A proper noodle kugel should be golden brown. On this my mother, grandmother, and aunts agreed, soft in the center and crisp on the outside. But sweet or savory?
The Yiddish word kugel comes from the German word kugel which means sphere. While the early German puddings were made with flour that would often puff up into a spherical shape; The Ashkenazi Jews in Europe, my ancestors, decided to try something different. They took the idea of baked pudding and began using noodles, potatoes and sometimes vegetables as the primary ingredient.
My grandmother made a noodle dish she served with her roasted chicken. Skinny egg noodles were fried in butter and set on top of Lokshen noodles. Lokshen noodles are wide egg noodles that often tangle when they cook, making them difficult to separate. Considered to be symbolic of Jewish unity, they are traditionally served on Shabbat, the Friday night dinner that marks the start of the Sabbath.
Easy to make, or so it appeared, the temperature for the butter has to be just right or the noodles burn.

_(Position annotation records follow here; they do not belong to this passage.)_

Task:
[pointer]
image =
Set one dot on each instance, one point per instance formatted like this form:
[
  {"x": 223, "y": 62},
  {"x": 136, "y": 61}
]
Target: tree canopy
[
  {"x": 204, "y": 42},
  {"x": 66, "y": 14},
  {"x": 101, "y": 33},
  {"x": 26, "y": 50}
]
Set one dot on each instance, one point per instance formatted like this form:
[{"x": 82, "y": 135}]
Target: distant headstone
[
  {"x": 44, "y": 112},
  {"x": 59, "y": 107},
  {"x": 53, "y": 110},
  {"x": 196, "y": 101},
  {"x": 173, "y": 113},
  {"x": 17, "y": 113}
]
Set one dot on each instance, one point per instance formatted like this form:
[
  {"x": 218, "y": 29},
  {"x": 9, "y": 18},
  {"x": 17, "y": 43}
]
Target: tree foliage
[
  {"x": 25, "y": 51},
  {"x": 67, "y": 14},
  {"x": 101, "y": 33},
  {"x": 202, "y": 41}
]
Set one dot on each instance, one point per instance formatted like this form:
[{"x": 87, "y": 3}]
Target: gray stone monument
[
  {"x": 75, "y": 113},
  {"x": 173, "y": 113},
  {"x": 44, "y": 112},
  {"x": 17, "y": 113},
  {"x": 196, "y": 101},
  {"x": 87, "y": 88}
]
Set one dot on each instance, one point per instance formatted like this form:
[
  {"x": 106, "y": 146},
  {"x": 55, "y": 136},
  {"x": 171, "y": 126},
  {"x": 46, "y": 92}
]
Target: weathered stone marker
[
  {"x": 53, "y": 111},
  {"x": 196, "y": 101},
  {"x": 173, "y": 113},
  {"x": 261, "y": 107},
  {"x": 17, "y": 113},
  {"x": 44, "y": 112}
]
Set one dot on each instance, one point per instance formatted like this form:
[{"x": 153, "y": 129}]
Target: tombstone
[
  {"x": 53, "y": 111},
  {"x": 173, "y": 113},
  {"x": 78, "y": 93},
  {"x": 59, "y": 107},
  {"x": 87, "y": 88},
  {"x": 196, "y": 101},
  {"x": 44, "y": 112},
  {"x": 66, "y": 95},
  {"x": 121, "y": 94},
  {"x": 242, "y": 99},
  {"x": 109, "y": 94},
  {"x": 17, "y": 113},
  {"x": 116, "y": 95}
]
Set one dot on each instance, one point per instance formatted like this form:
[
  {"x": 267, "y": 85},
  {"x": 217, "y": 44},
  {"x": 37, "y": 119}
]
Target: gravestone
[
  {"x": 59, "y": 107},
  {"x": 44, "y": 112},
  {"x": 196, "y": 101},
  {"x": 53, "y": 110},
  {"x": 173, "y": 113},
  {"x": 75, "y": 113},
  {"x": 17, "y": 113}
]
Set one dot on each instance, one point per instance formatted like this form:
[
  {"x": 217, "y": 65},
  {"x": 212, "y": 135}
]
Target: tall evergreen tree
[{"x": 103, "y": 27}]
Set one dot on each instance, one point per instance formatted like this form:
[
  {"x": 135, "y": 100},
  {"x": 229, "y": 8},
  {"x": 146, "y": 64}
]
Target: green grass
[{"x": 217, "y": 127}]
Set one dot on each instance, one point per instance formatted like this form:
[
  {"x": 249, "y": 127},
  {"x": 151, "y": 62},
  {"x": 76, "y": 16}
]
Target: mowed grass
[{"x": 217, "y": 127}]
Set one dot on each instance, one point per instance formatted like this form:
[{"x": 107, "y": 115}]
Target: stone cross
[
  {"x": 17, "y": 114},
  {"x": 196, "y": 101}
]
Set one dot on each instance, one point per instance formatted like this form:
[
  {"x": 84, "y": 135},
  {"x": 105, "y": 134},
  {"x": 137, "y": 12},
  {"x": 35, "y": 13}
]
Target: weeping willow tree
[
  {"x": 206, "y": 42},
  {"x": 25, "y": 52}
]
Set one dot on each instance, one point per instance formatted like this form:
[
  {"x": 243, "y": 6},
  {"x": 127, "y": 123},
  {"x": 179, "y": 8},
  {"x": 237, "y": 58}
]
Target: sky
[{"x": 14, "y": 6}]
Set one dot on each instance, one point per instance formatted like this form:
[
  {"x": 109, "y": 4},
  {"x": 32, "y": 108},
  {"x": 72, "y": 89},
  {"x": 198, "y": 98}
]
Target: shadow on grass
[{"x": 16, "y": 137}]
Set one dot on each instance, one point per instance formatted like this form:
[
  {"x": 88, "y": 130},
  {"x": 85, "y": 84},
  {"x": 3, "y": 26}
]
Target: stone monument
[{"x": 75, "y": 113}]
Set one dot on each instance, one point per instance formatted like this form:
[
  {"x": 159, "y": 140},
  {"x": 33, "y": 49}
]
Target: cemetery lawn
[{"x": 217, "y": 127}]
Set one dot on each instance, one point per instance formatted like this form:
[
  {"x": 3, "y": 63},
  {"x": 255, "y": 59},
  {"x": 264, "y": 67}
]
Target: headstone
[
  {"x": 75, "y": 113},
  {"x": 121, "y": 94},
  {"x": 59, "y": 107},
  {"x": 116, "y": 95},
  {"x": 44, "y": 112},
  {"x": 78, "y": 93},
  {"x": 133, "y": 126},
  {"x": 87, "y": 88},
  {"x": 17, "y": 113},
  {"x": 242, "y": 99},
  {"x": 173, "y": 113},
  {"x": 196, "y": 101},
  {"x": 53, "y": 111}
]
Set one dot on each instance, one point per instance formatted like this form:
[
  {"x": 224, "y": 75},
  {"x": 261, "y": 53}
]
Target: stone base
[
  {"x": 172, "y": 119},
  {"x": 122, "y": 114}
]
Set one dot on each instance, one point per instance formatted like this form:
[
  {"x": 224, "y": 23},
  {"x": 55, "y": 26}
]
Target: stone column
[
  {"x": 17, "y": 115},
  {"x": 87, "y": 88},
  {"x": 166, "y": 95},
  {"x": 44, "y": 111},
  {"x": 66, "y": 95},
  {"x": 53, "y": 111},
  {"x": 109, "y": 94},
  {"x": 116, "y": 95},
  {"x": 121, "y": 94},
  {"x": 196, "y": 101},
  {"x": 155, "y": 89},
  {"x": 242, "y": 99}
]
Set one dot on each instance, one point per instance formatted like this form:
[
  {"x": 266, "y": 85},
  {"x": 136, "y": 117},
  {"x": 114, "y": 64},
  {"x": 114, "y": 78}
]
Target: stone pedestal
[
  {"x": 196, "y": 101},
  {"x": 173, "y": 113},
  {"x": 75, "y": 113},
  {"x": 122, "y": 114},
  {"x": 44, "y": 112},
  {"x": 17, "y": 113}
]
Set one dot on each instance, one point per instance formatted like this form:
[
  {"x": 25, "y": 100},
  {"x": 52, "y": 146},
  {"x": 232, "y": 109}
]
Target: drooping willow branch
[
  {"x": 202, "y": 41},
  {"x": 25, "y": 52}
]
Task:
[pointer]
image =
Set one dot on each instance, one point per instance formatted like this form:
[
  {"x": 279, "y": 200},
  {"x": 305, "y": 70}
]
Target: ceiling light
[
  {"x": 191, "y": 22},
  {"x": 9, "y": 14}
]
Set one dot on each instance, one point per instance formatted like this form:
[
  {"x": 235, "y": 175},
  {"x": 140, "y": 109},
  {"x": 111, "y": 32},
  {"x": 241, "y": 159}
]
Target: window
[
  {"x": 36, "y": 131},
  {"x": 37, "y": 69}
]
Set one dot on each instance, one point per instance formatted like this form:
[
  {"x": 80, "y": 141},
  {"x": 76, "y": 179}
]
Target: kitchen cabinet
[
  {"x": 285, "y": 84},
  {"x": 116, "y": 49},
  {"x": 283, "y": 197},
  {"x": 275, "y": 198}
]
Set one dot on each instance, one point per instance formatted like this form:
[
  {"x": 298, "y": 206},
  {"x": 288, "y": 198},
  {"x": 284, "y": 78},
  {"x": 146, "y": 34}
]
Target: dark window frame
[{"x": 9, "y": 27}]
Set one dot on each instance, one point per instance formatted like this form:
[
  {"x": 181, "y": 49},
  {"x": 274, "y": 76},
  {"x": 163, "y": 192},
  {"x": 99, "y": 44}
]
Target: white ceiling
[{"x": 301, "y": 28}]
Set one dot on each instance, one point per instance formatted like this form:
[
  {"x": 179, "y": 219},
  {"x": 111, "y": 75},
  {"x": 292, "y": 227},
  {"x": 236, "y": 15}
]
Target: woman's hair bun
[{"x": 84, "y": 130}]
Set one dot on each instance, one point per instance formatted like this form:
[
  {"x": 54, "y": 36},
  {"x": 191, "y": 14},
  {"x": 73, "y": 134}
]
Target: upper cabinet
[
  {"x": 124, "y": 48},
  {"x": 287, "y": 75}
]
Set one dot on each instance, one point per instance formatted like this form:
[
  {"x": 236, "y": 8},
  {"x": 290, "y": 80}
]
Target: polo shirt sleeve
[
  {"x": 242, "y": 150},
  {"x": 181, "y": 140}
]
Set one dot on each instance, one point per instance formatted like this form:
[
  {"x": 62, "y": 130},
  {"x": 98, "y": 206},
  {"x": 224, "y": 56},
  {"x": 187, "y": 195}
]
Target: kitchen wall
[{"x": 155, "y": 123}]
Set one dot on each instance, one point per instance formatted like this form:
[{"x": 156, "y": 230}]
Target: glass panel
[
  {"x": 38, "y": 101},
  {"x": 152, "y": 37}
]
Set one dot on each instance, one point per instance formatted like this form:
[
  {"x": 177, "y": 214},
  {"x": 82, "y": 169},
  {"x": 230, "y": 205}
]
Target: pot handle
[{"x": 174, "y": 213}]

I know this because I’ve tried to make this dish several times. In the process of making her dish, I came to realize her noodles were an attempt to replicate noodle kugel without the mixing and baking. Even better, in my opinion, is actual noodle kugel.
My mother made her noodle kugel with leftover noodles. She’d mix in egg, cottage cheese, sauteed onions or chives and chopped parsley. I remember eating this as a side dish on chilly nights, with a slice of roast beef or lamb chop. In a kosher household, meat and dairy are never served together. The kugel made with cheese would be the main dish served with bread, vegetables and salad.
In our household, noodles made frequent appearances. Extra cooked noodles from a previous meal might reappear in the breakfast dish my father called “egg foo yung” composed of various leftovers from our previous night’s dinner mixed into scrambled eggs.
I heard my mother talk about her grandmother’s noodles, sliced by hand from rolled out dough. Rapidly she cut them with a sharp knife before throwing them into boiling water. Noodles were added to chicken soup. Noodles were served alongside a brisket smothered with onions, carrots and potatoes
Aunt Rose made her noodle kugel with raisins, milk, egg, cinnamon and a teaspoon of sugar. She served her noodle kugel at Hannukah dinners and at Rosh Hashana when you greet the New Year with something sweet.
Sweet or savory, a homemade noodle kugel made with love is a treat.